Zunächst mussten einige Vorbereitungen für die zukünftige Teichumrandung/Randgestaltung gemacht werden.

Dazu gehört natürlich auch eine geeignete Teichbrücke.
Diese wurde Heute fertig gestellt.

*Unser neues Schmuckstück* 


Der Baufortschritt ist wie immer auf unserer Homepage zu sehen.

Liebe Grüße Michael


----------



## Vespabesitzer (3. Mai 2009)

*AW: Wir und unser Großprojekt Garten-, Schwimm- und Koi-Teich*

 dabei solltest du erwähnen,..
dass die Brücke nicht "fertig" gekauft sondern selbst "fertig gemacht wurde"...
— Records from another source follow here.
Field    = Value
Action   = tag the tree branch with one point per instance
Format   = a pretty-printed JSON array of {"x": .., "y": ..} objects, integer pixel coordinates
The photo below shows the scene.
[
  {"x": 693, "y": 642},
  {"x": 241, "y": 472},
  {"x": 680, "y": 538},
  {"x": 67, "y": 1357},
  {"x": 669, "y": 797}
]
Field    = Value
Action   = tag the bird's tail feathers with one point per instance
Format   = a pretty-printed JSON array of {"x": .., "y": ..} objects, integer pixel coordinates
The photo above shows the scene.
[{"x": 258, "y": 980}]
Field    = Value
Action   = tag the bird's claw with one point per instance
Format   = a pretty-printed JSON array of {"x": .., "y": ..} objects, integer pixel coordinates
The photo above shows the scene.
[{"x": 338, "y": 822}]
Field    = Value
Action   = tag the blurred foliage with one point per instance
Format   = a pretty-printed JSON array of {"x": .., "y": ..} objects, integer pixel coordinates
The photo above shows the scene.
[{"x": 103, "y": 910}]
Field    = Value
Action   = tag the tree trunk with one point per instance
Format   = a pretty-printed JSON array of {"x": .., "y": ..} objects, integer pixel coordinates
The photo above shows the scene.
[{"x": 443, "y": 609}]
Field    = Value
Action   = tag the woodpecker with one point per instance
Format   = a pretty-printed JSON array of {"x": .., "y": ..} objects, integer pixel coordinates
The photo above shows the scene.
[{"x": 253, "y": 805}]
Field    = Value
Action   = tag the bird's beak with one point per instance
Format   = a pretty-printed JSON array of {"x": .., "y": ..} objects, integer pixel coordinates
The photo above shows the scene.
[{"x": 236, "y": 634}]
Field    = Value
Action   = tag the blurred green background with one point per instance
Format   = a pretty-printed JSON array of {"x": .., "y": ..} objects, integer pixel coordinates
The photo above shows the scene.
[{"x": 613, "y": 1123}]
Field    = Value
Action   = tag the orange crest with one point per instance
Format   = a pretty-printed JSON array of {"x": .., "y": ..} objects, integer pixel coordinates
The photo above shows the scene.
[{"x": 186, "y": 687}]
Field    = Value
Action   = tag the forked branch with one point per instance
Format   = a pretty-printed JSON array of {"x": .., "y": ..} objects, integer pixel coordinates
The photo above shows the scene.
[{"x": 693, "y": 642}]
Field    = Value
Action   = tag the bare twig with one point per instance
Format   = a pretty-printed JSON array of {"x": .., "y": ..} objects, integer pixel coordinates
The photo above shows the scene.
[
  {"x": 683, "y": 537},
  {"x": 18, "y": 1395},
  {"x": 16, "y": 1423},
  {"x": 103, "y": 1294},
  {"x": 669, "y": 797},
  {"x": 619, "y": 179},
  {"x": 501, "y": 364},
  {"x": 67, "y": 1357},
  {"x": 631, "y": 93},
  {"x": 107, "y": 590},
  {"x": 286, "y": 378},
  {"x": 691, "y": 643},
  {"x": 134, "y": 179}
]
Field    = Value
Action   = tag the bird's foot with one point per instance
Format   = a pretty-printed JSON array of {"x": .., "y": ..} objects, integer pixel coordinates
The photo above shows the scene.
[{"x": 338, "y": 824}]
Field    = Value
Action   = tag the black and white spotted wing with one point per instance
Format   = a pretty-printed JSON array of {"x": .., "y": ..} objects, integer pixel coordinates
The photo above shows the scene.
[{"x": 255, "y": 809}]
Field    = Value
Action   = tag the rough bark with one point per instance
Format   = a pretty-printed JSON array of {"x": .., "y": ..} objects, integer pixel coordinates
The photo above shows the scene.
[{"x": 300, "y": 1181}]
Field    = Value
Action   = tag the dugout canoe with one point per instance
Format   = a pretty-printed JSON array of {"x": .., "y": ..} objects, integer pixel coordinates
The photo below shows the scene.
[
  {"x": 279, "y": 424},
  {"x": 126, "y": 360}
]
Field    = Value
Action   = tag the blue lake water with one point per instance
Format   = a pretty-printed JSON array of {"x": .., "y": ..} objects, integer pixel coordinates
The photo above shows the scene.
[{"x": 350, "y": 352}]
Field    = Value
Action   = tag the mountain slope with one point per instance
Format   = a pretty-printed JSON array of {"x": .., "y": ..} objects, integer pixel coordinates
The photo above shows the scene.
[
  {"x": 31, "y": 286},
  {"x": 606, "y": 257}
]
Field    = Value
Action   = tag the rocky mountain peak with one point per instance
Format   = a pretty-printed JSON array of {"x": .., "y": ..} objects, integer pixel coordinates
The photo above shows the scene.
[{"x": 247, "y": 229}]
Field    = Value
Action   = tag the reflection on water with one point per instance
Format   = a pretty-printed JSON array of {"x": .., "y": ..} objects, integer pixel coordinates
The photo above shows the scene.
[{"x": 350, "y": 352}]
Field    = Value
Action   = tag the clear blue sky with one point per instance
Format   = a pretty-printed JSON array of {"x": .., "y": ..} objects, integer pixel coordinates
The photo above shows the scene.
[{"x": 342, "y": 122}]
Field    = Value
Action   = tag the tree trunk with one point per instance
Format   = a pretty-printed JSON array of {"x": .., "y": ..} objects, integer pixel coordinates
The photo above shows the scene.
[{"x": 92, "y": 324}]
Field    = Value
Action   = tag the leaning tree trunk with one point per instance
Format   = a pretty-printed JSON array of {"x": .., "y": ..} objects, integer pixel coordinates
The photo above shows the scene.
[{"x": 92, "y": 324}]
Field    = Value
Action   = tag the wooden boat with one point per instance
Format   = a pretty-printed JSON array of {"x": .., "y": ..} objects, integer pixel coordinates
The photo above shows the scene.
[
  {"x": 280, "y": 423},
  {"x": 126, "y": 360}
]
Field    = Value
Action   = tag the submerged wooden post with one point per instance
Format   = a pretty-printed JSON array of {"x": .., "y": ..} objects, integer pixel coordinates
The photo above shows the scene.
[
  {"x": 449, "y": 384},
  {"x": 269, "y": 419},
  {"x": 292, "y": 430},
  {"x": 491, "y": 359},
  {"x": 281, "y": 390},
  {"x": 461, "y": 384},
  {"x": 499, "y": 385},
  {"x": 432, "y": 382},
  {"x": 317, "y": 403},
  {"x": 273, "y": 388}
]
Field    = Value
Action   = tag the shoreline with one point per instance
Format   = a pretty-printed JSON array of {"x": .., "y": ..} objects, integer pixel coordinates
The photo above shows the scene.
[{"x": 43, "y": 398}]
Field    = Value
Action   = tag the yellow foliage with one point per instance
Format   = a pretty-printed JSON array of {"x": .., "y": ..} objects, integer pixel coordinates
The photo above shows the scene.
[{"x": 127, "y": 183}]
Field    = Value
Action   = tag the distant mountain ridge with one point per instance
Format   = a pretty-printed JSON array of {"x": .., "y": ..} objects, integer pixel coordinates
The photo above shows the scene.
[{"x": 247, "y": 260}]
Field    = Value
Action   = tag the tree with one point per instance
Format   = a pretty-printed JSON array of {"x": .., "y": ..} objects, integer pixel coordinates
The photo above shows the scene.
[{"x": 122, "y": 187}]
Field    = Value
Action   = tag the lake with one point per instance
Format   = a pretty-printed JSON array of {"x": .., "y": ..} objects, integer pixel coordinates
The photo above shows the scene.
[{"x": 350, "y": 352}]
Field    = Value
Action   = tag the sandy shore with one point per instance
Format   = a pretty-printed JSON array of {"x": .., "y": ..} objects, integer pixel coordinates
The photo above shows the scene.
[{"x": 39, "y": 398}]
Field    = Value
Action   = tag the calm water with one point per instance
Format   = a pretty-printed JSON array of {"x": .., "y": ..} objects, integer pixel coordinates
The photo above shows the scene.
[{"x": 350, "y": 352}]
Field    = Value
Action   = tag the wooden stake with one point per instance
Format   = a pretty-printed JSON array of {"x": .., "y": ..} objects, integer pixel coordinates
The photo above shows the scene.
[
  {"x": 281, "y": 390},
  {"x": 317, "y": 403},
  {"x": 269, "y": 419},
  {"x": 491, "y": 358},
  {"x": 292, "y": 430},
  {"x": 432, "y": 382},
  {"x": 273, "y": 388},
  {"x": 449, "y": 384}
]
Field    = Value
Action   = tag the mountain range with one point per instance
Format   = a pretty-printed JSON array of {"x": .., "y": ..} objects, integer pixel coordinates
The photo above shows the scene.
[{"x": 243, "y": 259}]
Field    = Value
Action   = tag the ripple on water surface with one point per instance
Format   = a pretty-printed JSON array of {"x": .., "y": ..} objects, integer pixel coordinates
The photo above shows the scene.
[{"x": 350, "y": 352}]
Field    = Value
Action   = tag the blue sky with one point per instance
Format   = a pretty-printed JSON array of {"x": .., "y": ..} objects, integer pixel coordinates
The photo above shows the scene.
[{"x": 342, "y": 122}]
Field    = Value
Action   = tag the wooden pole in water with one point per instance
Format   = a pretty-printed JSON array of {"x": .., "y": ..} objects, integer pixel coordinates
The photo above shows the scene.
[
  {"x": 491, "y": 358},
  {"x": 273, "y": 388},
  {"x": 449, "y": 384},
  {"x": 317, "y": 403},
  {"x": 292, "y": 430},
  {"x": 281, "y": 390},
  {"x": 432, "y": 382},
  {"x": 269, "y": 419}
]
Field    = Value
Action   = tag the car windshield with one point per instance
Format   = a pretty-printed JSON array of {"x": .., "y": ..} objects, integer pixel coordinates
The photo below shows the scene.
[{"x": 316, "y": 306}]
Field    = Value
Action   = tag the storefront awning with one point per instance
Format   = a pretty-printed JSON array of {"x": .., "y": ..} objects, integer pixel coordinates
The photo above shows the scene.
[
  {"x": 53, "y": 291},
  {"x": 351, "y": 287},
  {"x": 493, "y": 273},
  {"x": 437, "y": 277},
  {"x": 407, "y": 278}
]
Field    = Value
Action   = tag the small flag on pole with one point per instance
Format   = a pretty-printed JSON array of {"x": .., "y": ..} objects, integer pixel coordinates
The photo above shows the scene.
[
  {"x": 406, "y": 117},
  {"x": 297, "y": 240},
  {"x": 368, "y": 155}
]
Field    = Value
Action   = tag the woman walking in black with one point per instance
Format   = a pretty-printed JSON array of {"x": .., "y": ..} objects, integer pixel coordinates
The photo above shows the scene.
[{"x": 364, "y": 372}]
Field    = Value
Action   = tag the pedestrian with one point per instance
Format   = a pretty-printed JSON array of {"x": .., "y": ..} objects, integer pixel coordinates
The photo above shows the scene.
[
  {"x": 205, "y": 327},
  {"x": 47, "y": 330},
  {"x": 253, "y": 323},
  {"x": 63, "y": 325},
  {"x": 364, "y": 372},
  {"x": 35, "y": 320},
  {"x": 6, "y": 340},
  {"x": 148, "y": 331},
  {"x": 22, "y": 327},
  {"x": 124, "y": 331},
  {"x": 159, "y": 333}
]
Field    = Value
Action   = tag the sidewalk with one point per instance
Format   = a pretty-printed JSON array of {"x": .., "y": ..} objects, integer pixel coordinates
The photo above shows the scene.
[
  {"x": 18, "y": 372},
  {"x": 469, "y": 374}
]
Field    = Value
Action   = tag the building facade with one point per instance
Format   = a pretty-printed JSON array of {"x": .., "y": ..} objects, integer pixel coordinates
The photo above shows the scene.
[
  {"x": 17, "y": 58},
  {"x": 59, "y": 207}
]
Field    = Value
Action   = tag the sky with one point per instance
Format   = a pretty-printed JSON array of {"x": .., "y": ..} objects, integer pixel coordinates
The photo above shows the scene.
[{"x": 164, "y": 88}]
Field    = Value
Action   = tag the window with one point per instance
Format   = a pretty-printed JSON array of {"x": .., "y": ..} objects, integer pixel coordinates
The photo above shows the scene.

Ich habe meine eigene Brücke ohne Handlauf gemacht,.. denkst du dass das Leimholz
mit guter Farbe lange hält ??
Oder ist das spezial Bootsfarbe ??

mfG. Micha,..

PS: was machen die Pflanzen im Filtergraben,..?
wie bringst du die Algen aktuell raus ??


----------



## sunnycrocket (3. Mai 2009)

*AW: Wir und unser Großprojekt Garten-, Schwimm- und Koi-Teich*



Vespabesitzer schrieb:


> dabei solltest du erwähnen,..
> dass die Brücke nicht "fertig" gekauft sondern selbst "fertig gemacht wurde"...
> 
> Ich habe meine eigene Brücke ohne Handlauf gemacht,.. denkst du dass das Leimholz
> ...



Hi Micha,

danke für den Hinweis.

Natürlich habe ich alles selbst gebaut. 
Bis auf die 2 Stahlbogen - die hatte ich schon seit Jahren bei mir in der Garage liegen, - aber irgendwann kann man ja alles mal gebrauchen .....

Die Farbe hält in jedem Fall, die haben wir bei allen Aussenanlagen aufgestrichen.
1. Anstrich - ein Deckanstrich - ähnlich einer guten Wand-Aussenfarbe (ergibt eine sichere diffusierende Haftung).
2. Anstrich - LUCITE - deckende LASUR.

Der Vorteil bei dieser Farbe ist, daß es kein Lack ist und entsprechend abblättert.
Die deckende Lasur verwittert lediglich im Laufe der Zeit ... - dann einfach drüberstreichen oder im schlimmsten Fall kurz mal vorher anschleifen.

Zu meinem Filterbereich:
Ein Teil der Pflanzen im Filtergraben kommt ganz langsam. 
Leider sind einige davon durch das DICKE Eis regelrecht erfroren.
Heute hatte das Wasser eine Temperatur von 17,5 °C - ich hoffe jetzt tut sich bald mal ein bisschen mehr....

Ciao Michael


----------



## sunnycrocket (18. Sep. 2009)

Hallo zusammen - wir sind zurück..........das 2. Jahr .... 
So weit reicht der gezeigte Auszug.